Thomas Fischermann, São Paulo*
Terno cinzento antracite, olhar sério, breve aperto de mão. De poucas palavras, o presidente dá a impressão de ser muito mais sério e objetivo do que a imagem conhecida do tribuno popular jovial sugere. Luiz Inácio Lula da Silva, presidente do Brasil de 2003 a 2010, senta-se na ponta de uma mesa de reuniões. Nem é o primeiro a falar, mas dá a palavra ao seu advogado, que inicia com uma exposição de dez minutos sobre a situação jurídica de Lula.
Sim, afirma o advogado, “o grand old man do movimento operário brasileiro” teria na próxima quarta-feira uma audiência de decisiva importância no tribunal. No tribunal de segunda instância três desembargadores julgarão uma ação de corrupção. A sentença do juiz de primeira instância, proferida em julho, condenou o ex-presidente a nove anos e meio de prisão. Na pauta, um grande imóvel residencial, que Lula teria recebido de amigos do setor privado - mas na pauta está também o futuro de Lula e do país inteiro, pois o político de 72 anos de idade não quer ir à prisão, quer assumir mais uma vez o poder. Nas eleições presidenciais de 2018 ele pretende candidatar-se mais uma vez ao cargo já ocupado.
Com isso Lula pretende reverter uma guinada à direita, que o país vive desde 2016: nesse ano a sua sucessora escolhida Dilma Rousseff foi expelida do palácio presidencial em uma incomum tomada do poder pela oposição conservadora. Ela perdeu um voto desconfiança e seu sucessor adotou sem correspondente mandato eleitoral programas de austeridade e uma política que vai ao encontro dos interesses dos industriais e latifundiários.
ZEIT ONLINE: O senhor afirma que todas as ações por corrupção contra o senhor são ficções politicamente motivadas?
Luiz Inácio Lula da Silva: Hoje não posso dizer muito sobre a iminente decisão judicial - por motivos jurídicos. Mas todo esse processo já começou com uma mentira publicada pelo jornal O Globo. Ele afirmou que esse imóvel residencial me pertenceria. Depois a Polícia Federal exibiu sindicâncias repletas de mentiras. A Procuradoria-Geral da República aproveitou-as - o que foi um erro. Um erro maior ainda foi o fato de um juiz ter aceito essas mentiras como se fossem verdade. Tudo isso desperta em mim a impressão de que estamos lidando mais com uma sentença política do que com uma sentença jurídica.
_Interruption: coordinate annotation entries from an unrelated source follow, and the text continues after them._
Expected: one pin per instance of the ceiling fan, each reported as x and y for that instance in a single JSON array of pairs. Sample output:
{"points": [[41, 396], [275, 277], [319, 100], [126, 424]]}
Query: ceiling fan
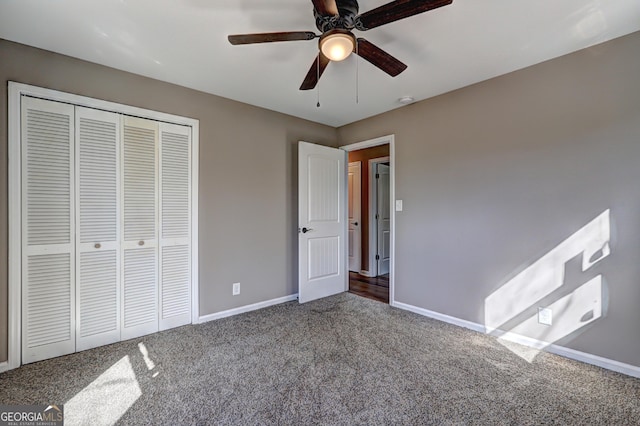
{"points": [[336, 19]]}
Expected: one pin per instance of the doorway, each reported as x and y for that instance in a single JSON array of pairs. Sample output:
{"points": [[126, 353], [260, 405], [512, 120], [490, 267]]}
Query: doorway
{"points": [[373, 234]]}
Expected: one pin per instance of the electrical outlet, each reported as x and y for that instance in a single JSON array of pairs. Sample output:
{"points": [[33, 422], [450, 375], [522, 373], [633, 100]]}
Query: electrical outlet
{"points": [[545, 316]]}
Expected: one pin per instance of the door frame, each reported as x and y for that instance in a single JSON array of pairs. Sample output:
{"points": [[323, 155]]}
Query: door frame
{"points": [[383, 140], [358, 231], [373, 208], [14, 299]]}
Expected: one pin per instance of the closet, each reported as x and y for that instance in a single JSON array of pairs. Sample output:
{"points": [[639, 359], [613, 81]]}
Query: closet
{"points": [[106, 227]]}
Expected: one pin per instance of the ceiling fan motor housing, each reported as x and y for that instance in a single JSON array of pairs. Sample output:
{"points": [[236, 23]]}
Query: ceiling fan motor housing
{"points": [[346, 20]]}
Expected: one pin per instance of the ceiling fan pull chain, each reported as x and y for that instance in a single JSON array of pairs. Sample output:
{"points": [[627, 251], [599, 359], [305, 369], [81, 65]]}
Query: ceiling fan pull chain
{"points": [[318, 78], [357, 75]]}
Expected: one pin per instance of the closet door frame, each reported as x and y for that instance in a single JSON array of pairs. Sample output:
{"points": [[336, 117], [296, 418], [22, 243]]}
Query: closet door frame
{"points": [[15, 93]]}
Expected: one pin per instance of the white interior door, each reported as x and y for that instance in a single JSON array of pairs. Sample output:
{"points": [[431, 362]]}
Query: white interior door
{"points": [[322, 228], [140, 233], [175, 226], [48, 293], [354, 183], [97, 232], [383, 219]]}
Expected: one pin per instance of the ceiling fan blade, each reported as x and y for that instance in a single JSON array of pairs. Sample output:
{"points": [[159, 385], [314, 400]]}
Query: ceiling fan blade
{"points": [[397, 10], [270, 37], [379, 58], [325, 7], [315, 72]]}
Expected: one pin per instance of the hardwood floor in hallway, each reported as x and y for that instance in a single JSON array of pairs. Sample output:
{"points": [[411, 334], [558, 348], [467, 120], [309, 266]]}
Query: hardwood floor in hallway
{"points": [[376, 288]]}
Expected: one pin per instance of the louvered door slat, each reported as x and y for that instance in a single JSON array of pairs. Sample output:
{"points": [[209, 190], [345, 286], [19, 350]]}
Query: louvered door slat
{"points": [[98, 246], [175, 221], [140, 216], [48, 297]]}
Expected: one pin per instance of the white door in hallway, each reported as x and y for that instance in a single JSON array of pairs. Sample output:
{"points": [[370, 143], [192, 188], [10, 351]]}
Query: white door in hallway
{"points": [[48, 261], [322, 229], [355, 234], [383, 219]]}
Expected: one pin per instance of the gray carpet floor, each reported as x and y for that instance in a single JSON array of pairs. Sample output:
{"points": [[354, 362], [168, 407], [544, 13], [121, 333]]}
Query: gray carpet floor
{"points": [[337, 361]]}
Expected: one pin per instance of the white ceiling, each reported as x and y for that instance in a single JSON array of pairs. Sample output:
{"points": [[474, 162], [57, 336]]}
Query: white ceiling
{"points": [[184, 42]]}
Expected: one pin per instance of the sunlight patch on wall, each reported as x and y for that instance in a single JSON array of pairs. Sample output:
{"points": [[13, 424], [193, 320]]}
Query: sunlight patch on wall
{"points": [[571, 312], [105, 400]]}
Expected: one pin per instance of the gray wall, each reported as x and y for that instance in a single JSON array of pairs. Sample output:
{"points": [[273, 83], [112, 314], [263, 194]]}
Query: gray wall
{"points": [[496, 175], [247, 176]]}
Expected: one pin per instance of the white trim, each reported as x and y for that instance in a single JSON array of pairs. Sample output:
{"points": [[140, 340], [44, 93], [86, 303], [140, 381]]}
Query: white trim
{"points": [[609, 364], [195, 172], [14, 301], [247, 308], [14, 92], [389, 139]]}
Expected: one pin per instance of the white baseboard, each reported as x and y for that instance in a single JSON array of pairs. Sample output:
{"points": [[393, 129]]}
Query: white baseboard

ZEIT online: Essa é uma acusação dura.
Lula: Quando o competente procurador apresentou o caso, sem provas, ele chegou até a fazer uma apresentação em Powerpoint. Tentou-se passar ao país inteiro a impressão de que o PT, o Partido dos Trabalhadores seria uma organização criminosa, como se PT tivesse surgido e assumido o governo para espoliar o país.
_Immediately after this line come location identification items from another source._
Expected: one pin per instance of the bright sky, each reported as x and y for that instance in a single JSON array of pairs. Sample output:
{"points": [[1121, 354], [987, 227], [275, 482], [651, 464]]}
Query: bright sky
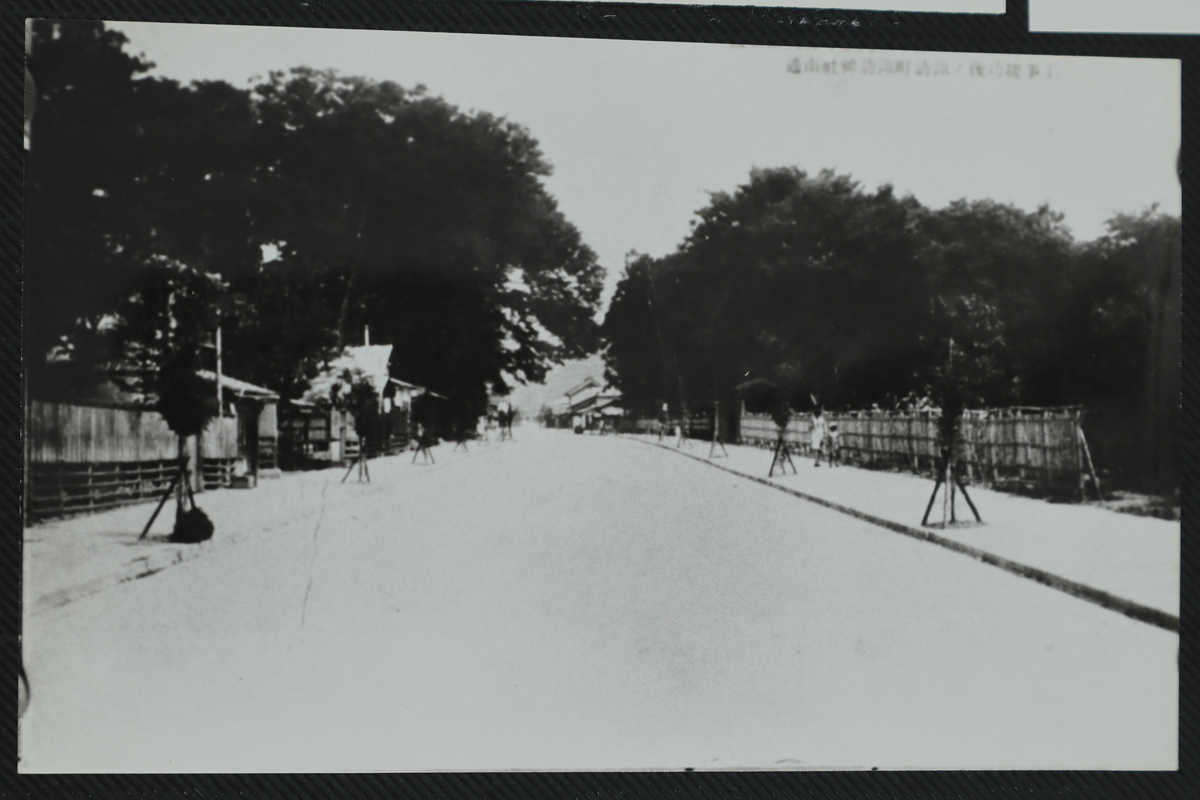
{"points": [[640, 132]]}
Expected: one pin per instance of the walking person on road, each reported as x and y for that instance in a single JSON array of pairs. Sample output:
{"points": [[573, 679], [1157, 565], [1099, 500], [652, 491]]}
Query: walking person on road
{"points": [[819, 434]]}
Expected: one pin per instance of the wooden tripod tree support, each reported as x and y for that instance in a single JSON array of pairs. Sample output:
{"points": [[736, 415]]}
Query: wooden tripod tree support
{"points": [[423, 446], [948, 477], [1091, 468], [783, 456], [361, 463], [179, 482]]}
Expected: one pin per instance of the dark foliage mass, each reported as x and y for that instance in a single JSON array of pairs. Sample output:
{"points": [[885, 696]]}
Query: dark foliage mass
{"points": [[293, 214], [849, 299]]}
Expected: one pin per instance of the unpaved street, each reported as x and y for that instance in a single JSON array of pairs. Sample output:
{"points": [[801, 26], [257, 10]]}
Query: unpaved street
{"points": [[582, 602]]}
ZEIT online: Caso o senhor seja condenado na próxima semana, ainda pretende manter a sua candidatura?
Lula: Não conheço a palavra “desistir”. Se eu for condenado, entrarei com recurso e viajarei dois dias depois à Etiópia. Lá falarei em uma conferência sobre a fome no mundo. O mundo inteiro sabe que o Brasil desenvolveu a melhor política de combate à fome. O meu governo foi especialmente bem-sucedido nisso. Depois pretendo liderar uma grande marcha dos meus apoiadores no Brasil, uma caravana. Vamos percorrer primeiramente no Sul do país e depois o Norte. O Partido dos Trabalhadores provou que pode governar bem o país, que o Brasil pode ser respeitado no exterior e que o partido pode produzir um grande crescimento da economia.
ZEIT online: Nem todos os brasileiros apóiam o senhor. Alguns participam cheios de ódio de manifestações contra a sua pessoa. Eles exigem nas manifestações: “Lula deve ir para a cadeia!” De onde vem isso?
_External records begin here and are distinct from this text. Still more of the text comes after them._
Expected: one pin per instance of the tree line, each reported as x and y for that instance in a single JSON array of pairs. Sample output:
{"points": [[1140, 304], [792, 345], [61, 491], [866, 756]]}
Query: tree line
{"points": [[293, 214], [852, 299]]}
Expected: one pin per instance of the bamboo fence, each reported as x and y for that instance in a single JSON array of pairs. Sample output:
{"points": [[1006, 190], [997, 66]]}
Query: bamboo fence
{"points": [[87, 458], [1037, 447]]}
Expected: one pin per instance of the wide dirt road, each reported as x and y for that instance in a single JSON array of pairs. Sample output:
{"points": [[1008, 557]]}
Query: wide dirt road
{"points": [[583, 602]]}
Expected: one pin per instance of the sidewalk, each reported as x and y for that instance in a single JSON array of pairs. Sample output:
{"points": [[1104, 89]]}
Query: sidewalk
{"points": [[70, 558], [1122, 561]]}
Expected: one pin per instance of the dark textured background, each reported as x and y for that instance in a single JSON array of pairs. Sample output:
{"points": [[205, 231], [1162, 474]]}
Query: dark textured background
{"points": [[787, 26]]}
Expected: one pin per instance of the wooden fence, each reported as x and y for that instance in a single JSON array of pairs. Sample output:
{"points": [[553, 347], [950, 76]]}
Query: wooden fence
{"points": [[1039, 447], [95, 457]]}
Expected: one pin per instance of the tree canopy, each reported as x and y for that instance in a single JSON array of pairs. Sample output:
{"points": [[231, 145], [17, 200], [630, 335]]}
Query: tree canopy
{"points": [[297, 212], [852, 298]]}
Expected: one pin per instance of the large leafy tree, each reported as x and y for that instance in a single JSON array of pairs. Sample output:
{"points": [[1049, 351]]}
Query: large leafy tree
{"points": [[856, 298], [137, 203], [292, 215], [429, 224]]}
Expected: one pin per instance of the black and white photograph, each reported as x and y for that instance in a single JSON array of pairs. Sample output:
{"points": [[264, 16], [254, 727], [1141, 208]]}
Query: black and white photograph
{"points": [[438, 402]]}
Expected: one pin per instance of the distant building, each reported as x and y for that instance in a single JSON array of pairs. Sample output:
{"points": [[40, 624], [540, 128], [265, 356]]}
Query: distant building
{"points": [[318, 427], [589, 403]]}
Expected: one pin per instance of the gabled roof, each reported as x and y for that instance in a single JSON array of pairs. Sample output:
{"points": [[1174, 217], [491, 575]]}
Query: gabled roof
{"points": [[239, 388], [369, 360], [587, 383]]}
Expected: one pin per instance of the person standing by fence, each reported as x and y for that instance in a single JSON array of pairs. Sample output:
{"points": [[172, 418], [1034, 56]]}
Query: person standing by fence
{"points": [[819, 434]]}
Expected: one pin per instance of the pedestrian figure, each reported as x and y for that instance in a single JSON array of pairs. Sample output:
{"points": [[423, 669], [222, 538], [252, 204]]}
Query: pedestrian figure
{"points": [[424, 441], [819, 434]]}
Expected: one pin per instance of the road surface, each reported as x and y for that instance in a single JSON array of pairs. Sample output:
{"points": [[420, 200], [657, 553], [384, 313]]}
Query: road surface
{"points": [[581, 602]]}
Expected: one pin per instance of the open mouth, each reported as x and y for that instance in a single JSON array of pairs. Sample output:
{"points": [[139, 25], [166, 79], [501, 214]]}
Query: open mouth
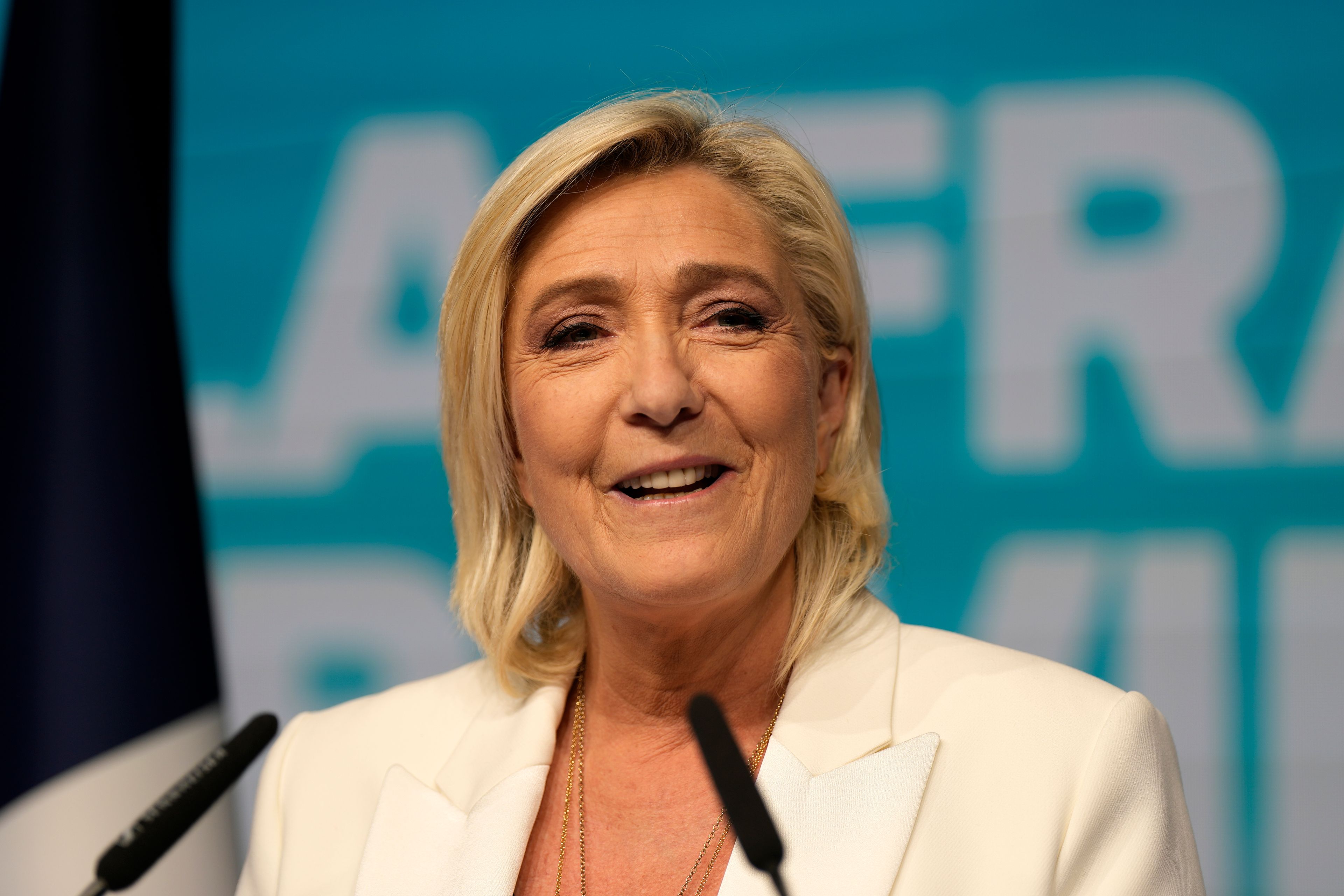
{"points": [[671, 484]]}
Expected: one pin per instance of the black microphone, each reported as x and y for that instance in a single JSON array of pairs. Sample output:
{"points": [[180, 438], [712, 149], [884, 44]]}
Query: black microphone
{"points": [[737, 790], [163, 824]]}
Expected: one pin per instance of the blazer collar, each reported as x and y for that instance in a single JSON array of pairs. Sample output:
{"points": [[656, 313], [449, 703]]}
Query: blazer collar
{"points": [[843, 797]]}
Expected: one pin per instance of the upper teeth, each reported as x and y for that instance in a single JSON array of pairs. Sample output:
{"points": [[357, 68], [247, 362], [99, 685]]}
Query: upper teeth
{"points": [[670, 479]]}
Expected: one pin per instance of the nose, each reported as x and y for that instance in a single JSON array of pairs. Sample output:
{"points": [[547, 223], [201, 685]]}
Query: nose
{"points": [[660, 391]]}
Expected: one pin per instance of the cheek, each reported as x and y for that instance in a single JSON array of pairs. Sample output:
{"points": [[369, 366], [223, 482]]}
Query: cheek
{"points": [[558, 426], [772, 398]]}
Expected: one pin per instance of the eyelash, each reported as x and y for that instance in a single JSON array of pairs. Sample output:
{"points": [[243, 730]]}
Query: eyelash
{"points": [[557, 338], [755, 320]]}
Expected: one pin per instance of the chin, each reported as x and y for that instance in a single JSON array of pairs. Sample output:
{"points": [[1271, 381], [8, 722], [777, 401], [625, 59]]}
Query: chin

Lula: Quando me candidatei para a eleição de 2002, meus adversários disseram que eu me ridicularizaria. Disseram também que eu arruinaria a economia. Depois conseguimos produzir um das melhores períodos da economia brasileira - e distribuímos também as receitas na população, pois se você não faz isso, só faz com que alguns ricos fiquem ainda mais ricos. Transformamos pessoas pobres desse país em cidadãos respeitados, que conhecem os seus direitos. Hoje podemos ver essas pessoas em todos os shopping centers ou nos aeroportos. Mas a ascensão dos pobres também foi uma fonte do ódio de outros segmentos bem definido da sociedade. Esse segmento não quer dar lugar a outras pessoas no espaço público. Ele não aposta na democracia. Isso nos vimos pela última vez nas campanhas da oposição. Aqui promoveram uma política de ódio. Você consegue imaginar isso no seu país, que um político, ao entrar num restaurante, é vaiado e xingado? Na minha opinião os fundamentos da democracia estão em jogo aqui.
Terno cinzento antracite, olhar sério, breve aperto de mão. De poucas palavras, o presidente dá a impressão de ser muito mais sério e objetivo do que a imagem conhecida do tribuno popular jovial sugere. Luiz Inácio Lula da Silva, presidente do Brasil de 2003 a 2010, senta-se na ponta de uma mesa de reuniões. Nem é o primeiro a falar, mas dá a palavra ao seu advogado, que inicia com uma exposição de dez minutos sobre a situação jurídica de Lula.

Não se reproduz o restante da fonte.